Jeff Sutton’s buildings are everywhere and his portfolio may be worthy $1 billion, but you’d never know it.
By Adam Pincus.
When asked last month about investor Jeff Sutton, a spokesperson for a major commercial brokerage innocently responded: “Who’s that?”
The question is a telling one for someone who has in the last two decades built up a portfolio, mostly of New York City retail properties, that may be worth upward of $1 billion. While Sutton is well known to the small community of retail brokers, investment sales players and other high-level executives in the industry, what’s surprising is just how many people in New York City real estate don’t know him, or his company, Wharton Properties.
Unlike other under-the-radar New York real estate titans like the late William Gottlieb or the late Sol Goldman, who shrouded their portfolios in mystery, Sutton is transparent about what he owns, and even lists every one of his more than 100 properties on his company’s website. And unlike many big-time building owners who take pains to hide their home address, he listed by name in city property records as the owner of a 6,000-square-foot mini-mansion in the tightly knit Syrian Jewish enclave in the Ocean Parkway neighborhood of Brooklyn.
Yet Sutton is almost never quoted in the real estate-obsessed press-even as he actively buys, sells, and builds properties.
“He doesn’t need it. I don’t think Jeff wants to be in the limelight. I think he likes being under the radar.” Said retail broker Michael Freidman, the president of In Line Realty, who first met Sutton, now in his late 40s or early 50s, about 15 years ago, when Friedman was a broker representing shoe retailer Payless in the outer boroughs. “The guy has street credit.” Sutton is everywhere, but nowhere: He was aware of this profile, but he declined to be photographed or quoted.

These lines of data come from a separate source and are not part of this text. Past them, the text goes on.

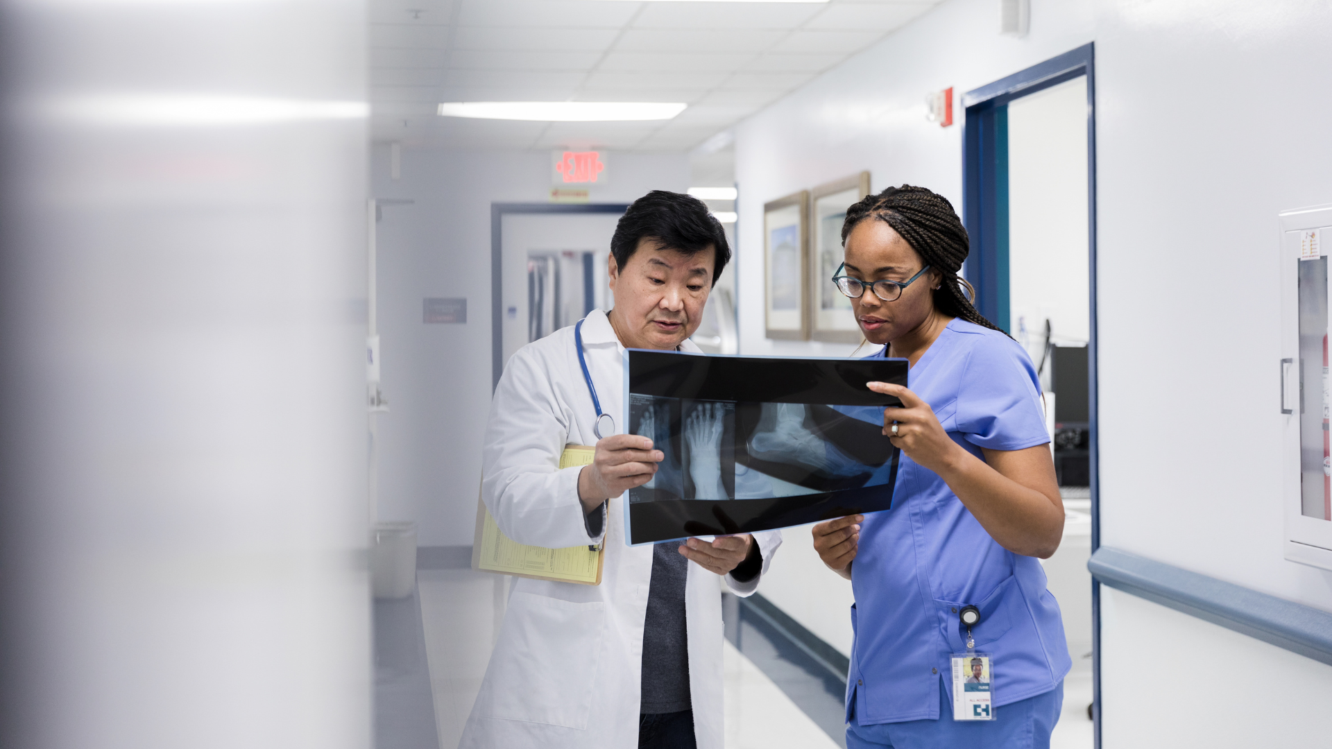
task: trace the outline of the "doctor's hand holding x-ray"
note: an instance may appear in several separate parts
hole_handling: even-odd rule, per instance
[[[711,259],[707,253],[690,256],[662,249],[650,237],[642,239],[639,247],[623,269],[615,267],[614,256],[607,257],[610,288],[615,292],[615,307],[607,319],[625,348],[675,351],[703,319],[711,289]],[[717,438],[719,445],[721,433]],[[583,509],[591,512],[601,502],[647,484],[665,457],[653,449],[649,437],[639,434],[598,440],[593,462],[578,474]],[[719,468],[717,485],[721,485]],[[690,538],[681,544],[679,553],[709,572],[726,574],[745,561],[753,545],[749,533],[711,542]]]

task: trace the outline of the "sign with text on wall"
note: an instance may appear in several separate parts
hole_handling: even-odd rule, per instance
[[[551,151],[550,181],[557,185],[603,185],[610,181],[605,151]]]

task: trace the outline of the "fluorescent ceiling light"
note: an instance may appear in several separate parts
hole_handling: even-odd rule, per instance
[[[687,104],[659,101],[454,101],[440,105],[441,117],[534,120],[545,123],[609,123],[670,120]]]
[[[645,0],[647,3],[827,3],[829,0]]]
[[[735,188],[689,188],[689,195],[699,200],[735,200]]]

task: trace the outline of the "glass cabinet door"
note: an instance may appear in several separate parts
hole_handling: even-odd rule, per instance
[[[1300,277],[1300,514],[1332,520],[1328,450],[1328,259],[1297,260]]]
[[[1332,205],[1289,211],[1280,220],[1285,558],[1332,569]]]

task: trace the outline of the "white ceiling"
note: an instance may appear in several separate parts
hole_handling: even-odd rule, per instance
[[[373,135],[452,148],[687,151],[939,1],[370,0]],[[651,123],[436,115],[441,101],[566,100],[689,108]]]

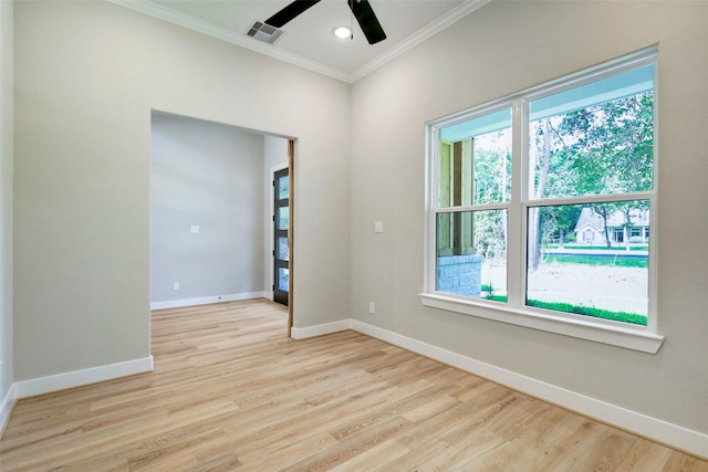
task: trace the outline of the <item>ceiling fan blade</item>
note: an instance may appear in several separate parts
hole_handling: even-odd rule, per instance
[[[271,27],[275,28],[282,28],[290,20],[298,17],[309,8],[313,7],[315,3],[320,3],[320,0],[296,0],[266,20],[266,24],[270,24]]]
[[[382,28],[368,0],[347,0],[354,18],[362,27],[362,31],[369,44],[376,44],[386,39],[386,33]]]

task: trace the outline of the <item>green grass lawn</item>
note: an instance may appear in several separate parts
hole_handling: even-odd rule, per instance
[[[613,268],[647,269],[649,266],[648,258],[623,258],[623,256],[596,258],[594,255],[551,254],[543,258],[543,261],[545,263],[608,265]]]
[[[486,296],[485,300],[491,300],[493,302],[503,302],[503,303],[507,302],[507,297],[504,295],[489,295],[489,296]],[[539,300],[528,300],[527,305],[533,306],[537,308],[553,310],[555,312],[592,316],[594,318],[631,323],[633,325],[646,326],[647,324],[646,315],[641,315],[637,313],[612,312],[610,310],[601,310],[592,306],[573,305],[571,303],[560,303],[560,302],[541,302]]]

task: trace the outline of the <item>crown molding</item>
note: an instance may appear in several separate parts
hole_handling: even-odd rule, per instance
[[[298,54],[283,51],[272,44],[262,43],[248,38],[243,34],[228,30],[226,28],[217,27],[204,20],[190,17],[185,13],[171,10],[163,7],[158,3],[153,3],[147,0],[107,0],[111,3],[129,8],[131,10],[138,11],[140,13],[148,14],[163,21],[167,21],[179,27],[187,28],[198,33],[206,34],[211,38],[216,38],[221,41],[238,45],[243,49],[248,49],[279,61],[288,62],[293,65],[298,65],[303,69],[308,69],[317,72],[323,75],[336,78],[339,81],[350,82],[350,75],[339,69],[330,67],[320,62],[309,60]]]
[[[440,31],[445,30],[452,23],[461,20],[467,17],[475,10],[483,7],[489,3],[491,0],[466,0],[460,6],[450,10],[447,14],[440,17],[438,20],[406,38],[395,46],[391,48],[383,54],[378,55],[374,60],[365,63],[363,66],[358,67],[353,73],[344,72],[336,67],[331,67],[329,65],[322,64],[317,61],[312,61],[310,59],[303,57],[299,54],[294,54],[282,49],[279,49],[272,44],[261,43],[259,41],[253,41],[252,38],[248,38],[243,34],[237,33],[235,31],[228,30],[222,27],[217,27],[212,23],[206,22],[204,20],[199,20],[191,15],[171,10],[167,7],[163,7],[162,4],[154,3],[149,0],[106,0],[111,3],[128,8],[131,10],[135,10],[137,12],[148,14],[150,17],[157,18],[163,21],[167,21],[173,24],[177,24],[183,28],[187,28],[189,30],[199,32],[201,34],[206,34],[211,38],[216,38],[221,41],[226,41],[228,43],[238,45],[240,48],[244,48],[260,54],[264,54],[277,59],[279,61],[283,61],[299,67],[308,69],[310,71],[316,72],[322,75],[330,76],[332,78],[336,78],[337,81],[354,83],[360,78],[365,77],[371,74],[378,67],[387,64],[394,59],[400,56],[405,52],[426,41],[427,39],[434,36]]]
[[[364,64],[363,66],[361,66],[360,69],[354,71],[350,75],[348,82],[350,83],[354,83],[354,82],[358,81],[360,78],[365,77],[366,75],[371,74],[372,72],[374,72],[378,67],[381,67],[381,66],[387,64],[388,62],[393,61],[394,59],[403,55],[404,53],[406,53],[407,51],[409,51],[413,48],[417,46],[421,42],[433,38],[437,33],[439,33],[440,31],[445,30],[446,28],[450,27],[451,24],[456,23],[457,21],[461,20],[462,18],[467,17],[468,14],[473,12],[475,10],[478,10],[478,9],[482,8],[483,6],[489,3],[490,1],[491,0],[466,0],[466,1],[464,1],[457,8],[450,10],[448,13],[446,13],[442,17],[438,18],[433,23],[430,23],[430,24],[426,25],[425,28],[418,30],[417,32],[413,33],[412,35],[409,35],[408,38],[406,38],[405,40],[403,40],[402,42],[399,42],[395,46],[391,48],[389,50],[387,50],[383,54],[379,54],[378,56],[374,57],[372,61],[367,62],[366,64]]]

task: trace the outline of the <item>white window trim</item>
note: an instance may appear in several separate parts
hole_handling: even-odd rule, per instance
[[[654,64],[654,93],[655,97],[658,96],[657,88],[657,63],[658,63],[658,49],[656,46],[648,48],[643,51],[638,51],[635,54],[611,61],[596,67],[591,67],[581,73],[576,73],[556,81],[549,82],[542,86],[532,87],[525,91],[521,91],[518,94],[513,94],[492,103],[473,107],[467,111],[459,112],[457,114],[439,118],[426,124],[426,233],[425,233],[425,261],[424,261],[424,287],[423,293],[419,294],[420,302],[424,306],[431,308],[445,310],[448,312],[455,312],[459,314],[476,316],[486,319],[492,319],[502,323],[509,323],[517,326],[529,327],[533,329],[540,329],[544,332],[555,333],[564,336],[576,337],[581,339],[592,340],[596,343],[608,344],[613,346],[624,347],[628,349],[639,350],[644,353],[656,354],[664,343],[664,336],[657,333],[657,271],[656,271],[656,255],[657,255],[657,241],[656,234],[658,231],[658,216],[656,214],[658,206],[656,204],[656,196],[658,193],[658,172],[656,166],[657,156],[657,141],[658,135],[655,133],[654,147],[655,147],[655,166],[654,166],[654,189],[650,192],[637,192],[637,193],[623,193],[612,196],[612,200],[635,200],[635,199],[648,199],[652,208],[652,233],[654,234],[653,241],[649,244],[649,310],[647,313],[648,323],[647,326],[638,326],[626,323],[613,322],[607,319],[593,318],[582,315],[565,314],[562,312],[539,310],[525,306],[522,301],[518,300],[522,294],[521,287],[524,284],[524,270],[523,265],[525,261],[525,244],[522,243],[522,239],[525,235],[525,228],[520,228],[524,224],[525,218],[522,218],[522,212],[529,206],[543,204],[544,200],[531,200],[529,198],[522,198],[522,182],[527,175],[525,164],[525,146],[527,129],[522,125],[528,123],[524,119],[524,114],[528,115],[529,101],[538,97],[539,95],[548,95],[555,93],[558,90],[570,88],[577,86],[583,82],[591,82],[604,76],[616,74],[617,72],[639,65]],[[507,264],[508,264],[508,293],[509,300],[506,304],[491,302],[482,298],[466,297],[455,295],[445,292],[437,292],[436,286],[436,201],[437,201],[437,143],[439,140],[439,132],[441,128],[450,126],[462,120],[470,119],[473,115],[481,115],[489,113],[490,111],[499,109],[504,106],[512,107],[512,129],[521,130],[521,133],[513,134],[512,154],[514,157],[512,165],[512,204],[500,204],[509,209],[509,241],[507,244]],[[655,114],[655,128],[658,120],[658,99],[654,102]],[[521,160],[521,165],[519,165]],[[584,198],[587,200],[589,198]],[[593,199],[593,197],[590,197]],[[607,200],[606,197],[598,197],[598,200]],[[553,199],[555,204],[563,200],[573,201],[574,199]],[[548,201],[551,203],[551,200]],[[480,207],[476,207],[475,210],[480,210]],[[452,209],[445,209],[444,211],[465,211],[469,210],[465,207],[455,207]],[[512,231],[511,225],[518,225],[518,230]]]

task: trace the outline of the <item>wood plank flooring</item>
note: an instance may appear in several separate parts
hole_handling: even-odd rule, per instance
[[[153,313],[155,370],[18,401],[9,471],[695,471],[708,462],[264,300]]]

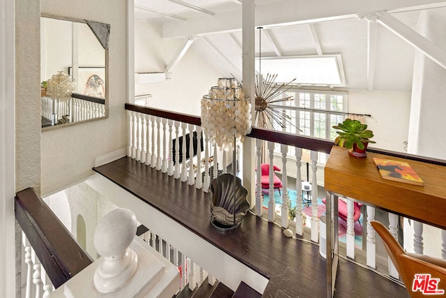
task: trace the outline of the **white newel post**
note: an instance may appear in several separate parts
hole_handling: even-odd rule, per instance
[[[376,268],[376,246],[375,243],[375,229],[370,222],[375,220],[375,208],[367,206],[367,266]]]
[[[413,221],[413,250],[415,253],[423,254],[423,224]]]
[[[318,151],[311,151],[312,172],[313,178],[312,180],[312,241],[319,241],[319,218],[318,218],[318,179],[316,171],[318,170]]]
[[[268,142],[268,149],[270,157],[270,200],[268,202],[268,220],[274,222],[276,216],[274,202],[274,142]]]
[[[54,297],[174,296],[178,269],[136,237],[137,223],[133,212],[124,208],[104,216],[93,239],[101,258],[59,287]]]
[[[261,146],[262,142],[260,139],[256,139],[256,214],[257,216],[261,216],[263,211],[263,198],[262,195],[262,184],[261,182],[261,152],[262,151]]]
[[[397,241],[398,241],[398,230],[397,229],[397,226],[398,225],[398,216],[392,213],[389,213],[389,230],[390,234],[394,237]],[[397,271],[397,268],[390,260],[390,258],[389,259],[389,275],[392,277],[394,277],[395,278],[399,278],[398,271]]]
[[[281,223],[282,228],[288,228],[288,177],[286,174],[286,155],[288,154],[288,145],[282,144],[280,145],[282,152],[282,218]]]
[[[297,193],[295,198],[295,204],[297,209],[295,210],[295,233],[298,235],[302,235],[304,233],[304,225],[302,220],[302,172],[300,167],[302,167],[302,148],[295,147],[295,166],[297,169],[295,179],[295,191]]]

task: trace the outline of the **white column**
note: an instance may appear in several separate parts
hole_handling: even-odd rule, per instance
[[[302,221],[302,172],[300,168],[302,167],[302,148],[295,148],[295,166],[297,170],[296,179],[295,179],[295,191],[296,195],[296,211],[295,211],[295,233],[298,235],[303,235],[304,226]]]
[[[288,145],[282,144],[280,145],[282,152],[282,228],[288,228],[288,177],[286,176],[286,155],[288,154]]]
[[[375,229],[370,222],[375,220],[375,208],[367,206],[367,266],[376,268],[376,248],[375,243]]]
[[[319,219],[318,218],[318,179],[316,171],[318,170],[318,152],[310,151],[312,159],[312,172],[313,179],[312,180],[312,241],[319,241]]]

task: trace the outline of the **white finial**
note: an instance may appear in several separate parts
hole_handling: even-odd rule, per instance
[[[134,274],[138,258],[129,246],[136,231],[136,216],[124,208],[107,214],[96,227],[94,245],[102,257],[93,278],[98,292],[109,293],[119,290]]]

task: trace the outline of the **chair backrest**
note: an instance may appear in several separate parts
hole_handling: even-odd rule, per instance
[[[384,225],[375,221],[370,223],[383,239],[384,247],[410,297],[446,294],[446,268],[426,262],[429,258],[423,255],[406,253]]]

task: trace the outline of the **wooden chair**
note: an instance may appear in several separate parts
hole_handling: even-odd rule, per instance
[[[370,222],[412,297],[446,294],[446,260],[406,253],[381,223]]]

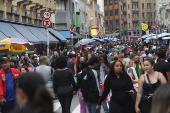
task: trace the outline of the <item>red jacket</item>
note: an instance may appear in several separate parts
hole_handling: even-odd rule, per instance
[[[14,79],[21,77],[22,74],[18,69],[15,68],[10,68],[12,72],[12,76]],[[6,82],[7,82],[7,77],[6,77],[6,72],[1,69],[0,70],[0,99],[5,98],[6,96]]]

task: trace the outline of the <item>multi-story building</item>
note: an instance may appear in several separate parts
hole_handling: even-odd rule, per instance
[[[97,36],[98,35],[98,26],[97,26],[97,19],[98,19],[98,6],[97,6],[97,0],[90,0],[89,2],[89,33],[90,35]]]
[[[46,11],[47,4],[51,13],[51,27],[55,27],[55,0],[0,0],[0,40],[13,37],[34,44],[46,44],[42,14]],[[53,28],[48,30],[50,43],[67,41]]]
[[[0,0],[0,19],[42,26],[42,12],[46,10],[46,0]],[[55,15],[56,2],[48,0],[48,10]],[[55,20],[51,18],[52,26]]]
[[[69,30],[75,26],[75,0],[57,0],[56,26],[58,30]]]
[[[100,33],[99,36],[105,35],[105,27],[104,27],[104,0],[97,0],[97,4],[99,6],[99,26],[100,26]]]
[[[134,35],[144,35],[145,32],[137,30],[141,23],[152,26],[155,24],[155,0],[120,0],[120,32],[125,40]]]
[[[104,0],[106,34],[113,34],[120,29],[119,0]]]
[[[170,1],[156,0],[156,22],[159,24],[161,31],[166,32],[170,30]]]
[[[77,0],[76,13],[80,15],[80,35],[83,38],[87,38],[89,27],[88,27],[88,4],[87,0]]]

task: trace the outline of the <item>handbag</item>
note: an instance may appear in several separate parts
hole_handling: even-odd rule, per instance
[[[148,82],[149,82],[149,87],[150,87],[151,91],[153,92],[153,88],[152,88],[151,81],[150,81],[150,78],[149,78],[148,74],[146,74],[146,77],[147,77]],[[146,101],[146,100],[149,100],[151,98],[152,98],[152,95],[143,95],[142,96],[142,101]]]

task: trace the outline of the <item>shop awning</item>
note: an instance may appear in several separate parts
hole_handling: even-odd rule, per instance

Still, his properties speak for themselves.
They are an impressive mix of less-than-glamorous retail sites in the outer boroughs-including many concentrated on major shopping drags—and trophy assets like the American Eagle Outfitters flagship store at 1551 Broadway in Times Square, the Armani store at 717 Fifth Avenue, and the American Girl Place building at 609 Fifth Avenue. A count of the 100-plus listings on his website show that 66 are mostly retail buildings on popular outer-borough strips like Roosevelt Avenue in Queens, Fordham Road in the Bronx and Fulton Street in Brooklyn.
Although his first high-profile deals were struck years ago, Sutton remained active even during the downturn, inking deals such as the $200 million lease earlier this year with AEropostale at 1515 Broadway, and the $120 million lease in December 2009 with American Eagle Outfitters at 599 Broadway in Soho. He also teamed up earlier this year with longtime partner SL Green Realty to gain control of 11 West 34th Street.
And he currently has two prominent new construction developments in the works in Manhattan. In Harlem, he’s partnering with NFL player turned real estate developer Emmit Smith on a high-profile, 200 room Hyatt Hotel project on 125th Street and Lenox Avenue. Sutton is building the three-story retail portion at the base of the tower, where sources say Whole Foods may sign on as an anchor tenant.
Meanwhile, he’s also working with SL Green on 180-182 Broadway, a new, 23-story Kart Fischer-designed building with 7,500 square feet of retail on the ground floor, second floor and basement. Sources said Sutton also signed a deal with House of Hoops this year for about $600 per square foot at 11 West 34th Street, which would be the highest rent on a block where he is a dominant retail presence.